What's happening? Once again, it comes back to government spending, which is tightening at every level. In order to understand why shrinking total government would hurt some Texas cities' growth, you have to understand what was behind their resilience in the first place.

One out of every five jobs were created in Texas in 2011. Some of this was, no doubt, the result of the state's business climate. Regulations are lax. Unions are non-existent. Land is plentiful, and office space is relatively cheap. But when you drill down into the jobs-added figures by sector, you see something surprising. Most of the jobs added aren't in the private/services sector. They're in government and government-supported industries like education and health services.

With help from Alan Berube at the Brookings Institution, these graphs break down jobs won and lost in Texas versus the entire U.S. since 2007. The first compares percent-change within industries. The second compares total jobs gained/lost by industry. (Click the graphs to make them bigger).
% Change by Industry
June 2007-June 2011

us texas jobs1.png
Jobs Added by Industry (thousands)
June 2007-June 2011

us texas jobs2.png
As you can see, most of the jobs added in Texas since 2007 have come from government and education.
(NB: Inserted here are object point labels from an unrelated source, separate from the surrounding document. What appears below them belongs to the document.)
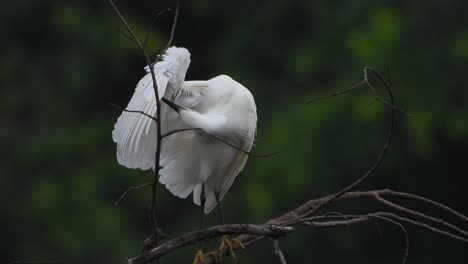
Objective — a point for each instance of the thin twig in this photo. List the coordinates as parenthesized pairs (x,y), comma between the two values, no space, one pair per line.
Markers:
(171,36)
(385,148)
(403,229)
(426,200)
(134,111)
(131,189)
(418,214)
(151,25)
(152,211)
(278,252)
But both sectors have shrunk nationally in 2011 and could continue to shrink in 2012. That doesn't bode well for cities like San Antonio and El Paso, which rely on steady government spending to keep their education, medical, and military jobs -- especially as the state fights off the impact of freak drought, fires and other surprises.
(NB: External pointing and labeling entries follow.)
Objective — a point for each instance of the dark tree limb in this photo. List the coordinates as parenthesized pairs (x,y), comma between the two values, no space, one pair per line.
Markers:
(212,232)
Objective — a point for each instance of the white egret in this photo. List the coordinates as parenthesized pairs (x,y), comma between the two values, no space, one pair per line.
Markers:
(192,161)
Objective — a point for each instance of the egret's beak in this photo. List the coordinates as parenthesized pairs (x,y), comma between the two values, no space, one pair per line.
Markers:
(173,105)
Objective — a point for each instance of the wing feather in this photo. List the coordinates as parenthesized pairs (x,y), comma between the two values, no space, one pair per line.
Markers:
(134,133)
In the third phase of the recession, the strongest three metros in Texas -- Austin, Houston, and Dallas -- have found their own respective engines of growth away from the federal government, especially in energy production and high tech. But for cities like El Paso and San Antonio that lean on government spending to support their biggest industries -- military and medical spending -- what gets cut in Washington is felt in Texas.

Like I said, welcome to the third phase of the Great Recession.